Search code examples
databricksazure-databricksdelta-lake

Mount external and partitioned delta table in Databricks


I have an external delta table partitioned by year in my storage, so when I try to "mount" the delta in Databricks table using this code:

CREATE TABLE if not exists profitek.products
                   USING DELTA                 
                   LOCATION 'dbfs:/mnt/curated-l1/profitek/products'

I get this error:

You are trying to create an external table spark_catalog.general.products from dbfs:/mnt/curated-l1/general/products using Databricks Delta, but there is no transaction log present at dbfs:/mnt/curated-l1/general/products/_delta_log. Check the upstream job to make sure that it is writing using format("delta") and that the path is the root of the table.

The _delta_log file is inside every partition

products
│
├── 2022-01-01
│   ├── _delta_log
│   ├── part_01.parquet
│   └── part_02.parquet
├── 2022-01-02
    ├── _delta_log
    ├── part_01.parquet
    └── part_02.parquet

So I can mount a PART of the table using something like this

CREATE TABLE if not exists profitek.products
                   USING DELTA                 
                   LOCATION 'dbfs:/mnt/curated-l1/profitek/products/2022-01-01'

How can I "mount" the full table, with all his partitions??


Solution

  • Your delta table is not partitioned using delta's partitioning capabilities: df.write.format("delta").partitionBy(<date_column_name>).save(path)

    If done in the way described above, the directory structure would look like this:

    products
    ├── _delta_log
    │   └── 0000000.json
    ├── 2022-01-01
    │   ├── part_01.parquet
    │   └── part_02.parquet
    ├── 2022-01-02
        ├── part_01.parquet
        └── part_02.parquet
    

    As per the directory structure provided by you, it seems the delta tables were partitioned explicitly, i.e.: the partitions were explicitly written to those locations.
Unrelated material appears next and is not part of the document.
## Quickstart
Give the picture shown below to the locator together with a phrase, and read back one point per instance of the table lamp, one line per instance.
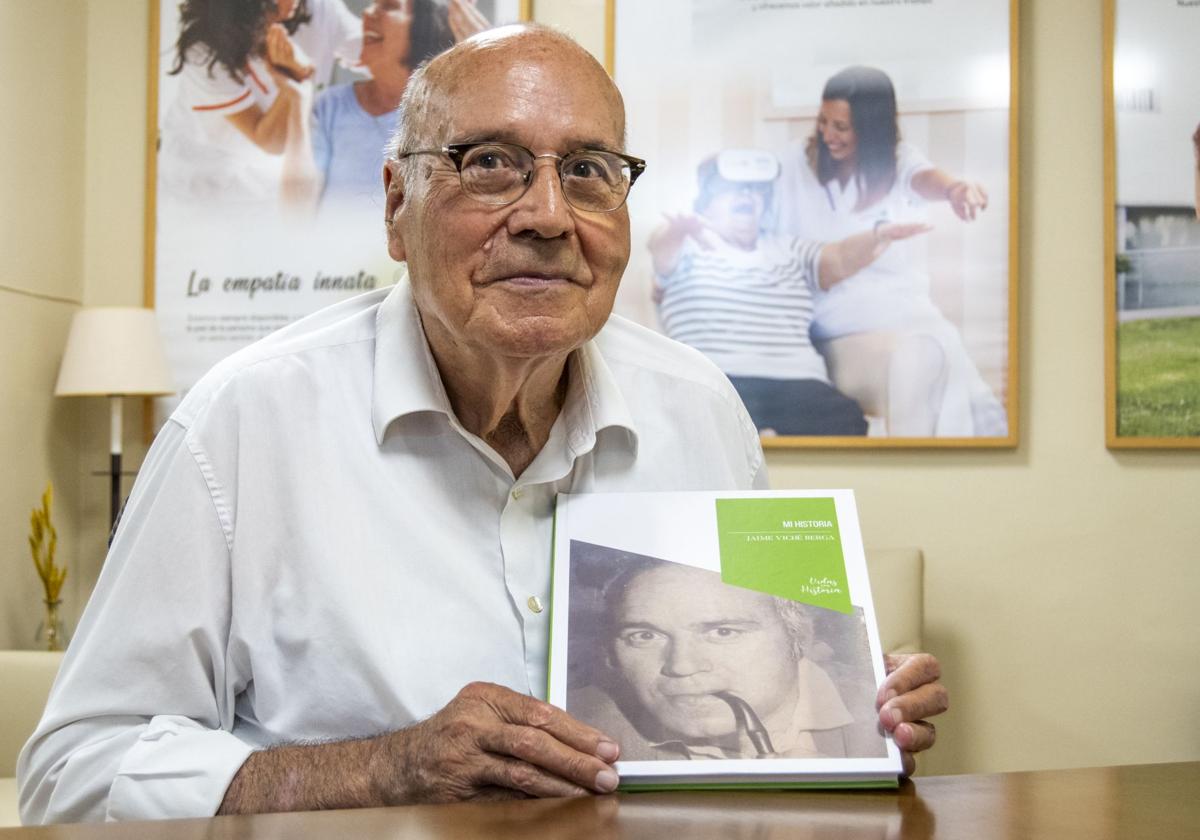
(114, 352)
Something like:

    • df_2022_01_01.write.format("delta").save("products/2022-01-01")
    • df_2022_01_02.write.format("delta").save("products/2022-01-02")

    To get all the partitions in one df, you need to read individual ones and simply union them (assuming schema is same):

    df_2022_01_01 = spark.read.format("delta").load("products/2022-01-01")
    df_2022_01_02 = spark.read.format("delta").load("products/2022-01-02")
    //then union the two dfs
    df = df_2022_01_01.union(df_2022_01_02)
    

    I've shown for 2 dfs only, you can use this approach to union dataframes in a for-loop.

    Now that you have complete data in the df, you can partition it using delta for easier access later on: df.write.format("delta").partitionBy(<date_column_name>).save("/products/complete-delta")